Proponowane przez posłów Prawa i Sprawiedliwości zmiany w Konstytucji RP dotyczące modelu finansowania potrzeb obronnych oraz rzekomo służące konfiskacie majątków rosyjskich oligarchów nie powinny wejść w życie. Sposób sformułowania nowych przepisów jest nieprecyzyjny i stwarza szerokie pole do nadużyć, w tym o charakterze korupcyjnym. Przedstawiciele obozu władzy wielokrotnie przekonywali, że prowadzona przez nich polityka prowadzi do wzrostu nakładów na obronność. Jeśli tak jest w istocie, niepotrzebna jest zmiana Konstytucji. Wystarczy tę politykę kontynuować. Zmiana proponowana w obecnej formie nie daje żadnej gwarancji zwiększenia środków przeznaczanych na obronność. Nie mówi nic o podnoszeniu wydatków na obronność, a jedynie o ich wyłączeniu z tzw. limitu zadłużenia. Dokonanie konfiskaty majątków umożliwiają już istniejące przepisy konstytucyjne. Odpowiednie regulacje istnieją także na poziomie ustawowym. Niepokój budzi ogólny charakter wykorzystanych pojęć. Nie ma jasności, czyj dokładnie majątek może zostać zajęty, ani w jakich przypadkach. Pod pozorem stawiania czoła zagrożeniom rządzący wprowadzają rozwiązania legislacyjne służące zupełnie innym celom. Jakim? Przede wszystkim utrudnieniu kontroli sprawowanej przez nich władzy.
Pierwsza z dwóch zgłoszonych propozycji polega na uzupełnieniu art. 216 ust. 5 tak, aby przyjął on następujące brzmienie:
Nie wolno zaciągać pożyczek lub udzielać gwarancji i poręczeń finansowych, w następstwie których państwowy dług publiczny przekroczy 3/5 wartości rocznego produktu krajowego brutto. Przy obliczaniu relacji państwowego długu publicznego do wartości rocznego produktu krajowego brutto nie wlicza się pożyczek, gwarancji i poręczeń finansowych służących finansowaniu potrzeb obronnych Rzeczypospolitej Polskiej. Sposób obliczania wartości rocznego produktu krajowego brutto oraz państwowego długu publicznego określa ustawa.
Dodane tu, wyróżnione zdanie ma w założeniu podnieść jakość wyposażenia polskich sił zbrojnych, a jego wprowadzenie uzasadnia się zmianą sytuacji międzynarodowej po inwazji Rosji na Ukrainę. Nie jest to uzasadnienie przekonujące z kilku powodów.
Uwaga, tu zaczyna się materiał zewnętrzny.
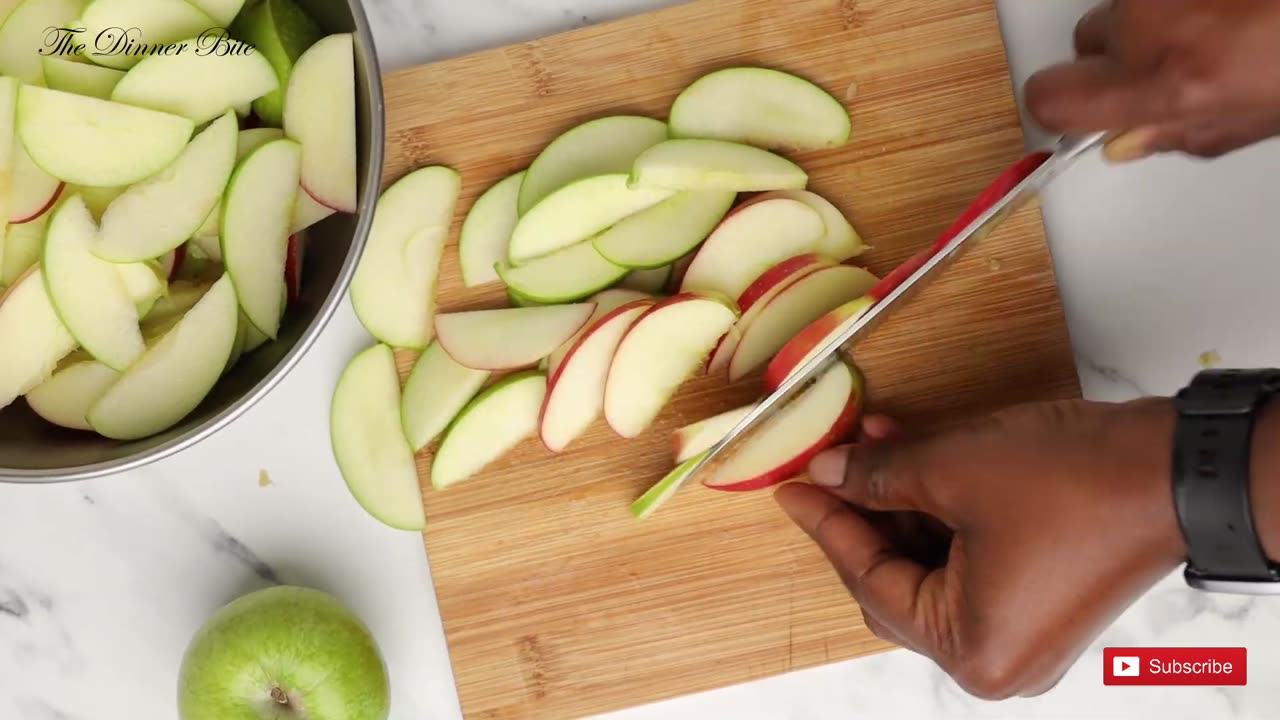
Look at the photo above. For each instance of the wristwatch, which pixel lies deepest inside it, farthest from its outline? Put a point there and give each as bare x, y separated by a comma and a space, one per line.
1212, 447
Po pierwsze, jak zwracają uwagę eksperci Fundacji, „zgodnie z art. 146 Konstytucji, Rada Ministrów prowadzi politykę wewnętrzną państwa, w tym politykę finansową”. Ma więc wszelkie możliwości zwiększania nakładów na wybrane cele – w tym potrzeby obronne – już w „granicach aktualnych regulacji konstytucyjnych”.
Przedstawiciele obozu władzy wielokrotnie przekonywali, że prowadzona przez nich polityka prowadzi do wzrostu nakładów na obronność, a tym samym poprawy bezpieczeństwa Polski. Jeśli tak jest w istocie, wystarczy tę politykę kontynuować, ewentualnie dokonując stosownych zmian w budżecie.
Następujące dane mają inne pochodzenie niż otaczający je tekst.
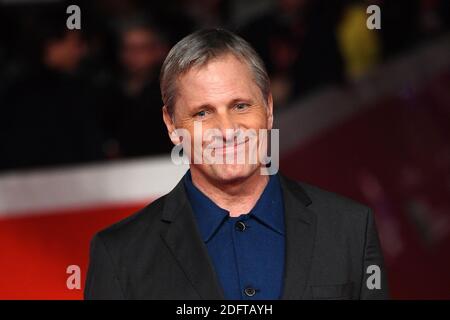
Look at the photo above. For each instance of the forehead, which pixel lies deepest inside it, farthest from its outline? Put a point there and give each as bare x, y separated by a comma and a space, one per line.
223, 78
Po drugie, 18 marca 2022 r., a więc dosłownie kilka dni przed ogłoszeniem po raz pierwszy przez premiera Mateusza Morawieckiego planów zmiany Konstytucji parlament przyjął z inicjatywy koalicji rządzącej ustawę „O obronie Ojczyzny”. Nowe prawo przewiduje m.in., że „na finansowanie potrzeb obronnych Rzeczypospolitej Polskiej przeznacza się corocznie wydatki z budżetu państwa w wysokości nie niższej niż […] co najmniej 3% Produktu Krajowego Brutto – w roku 2023 i latach kolejnych”.
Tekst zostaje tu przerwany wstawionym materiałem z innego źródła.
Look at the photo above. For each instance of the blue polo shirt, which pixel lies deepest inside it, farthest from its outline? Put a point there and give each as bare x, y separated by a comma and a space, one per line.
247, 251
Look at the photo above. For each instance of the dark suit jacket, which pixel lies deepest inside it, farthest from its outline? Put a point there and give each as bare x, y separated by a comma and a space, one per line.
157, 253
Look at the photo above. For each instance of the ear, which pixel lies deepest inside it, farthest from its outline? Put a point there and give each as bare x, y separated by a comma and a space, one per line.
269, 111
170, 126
Chociaż następstwo czasowe tych dwóch decyzji nie oznacza związku przyczynowo skutkowego, powstaje wrażenie, że koalicja rządząca najpierw ogłosiła znaczny wzrost wydatków na finansowanie „potrzeb obronnych”, a dopiero w drugiej kolejności szuka modelu finansowania tych wydatków, domagając się zgody na nielimitowane zadłużenie w tym zakresie.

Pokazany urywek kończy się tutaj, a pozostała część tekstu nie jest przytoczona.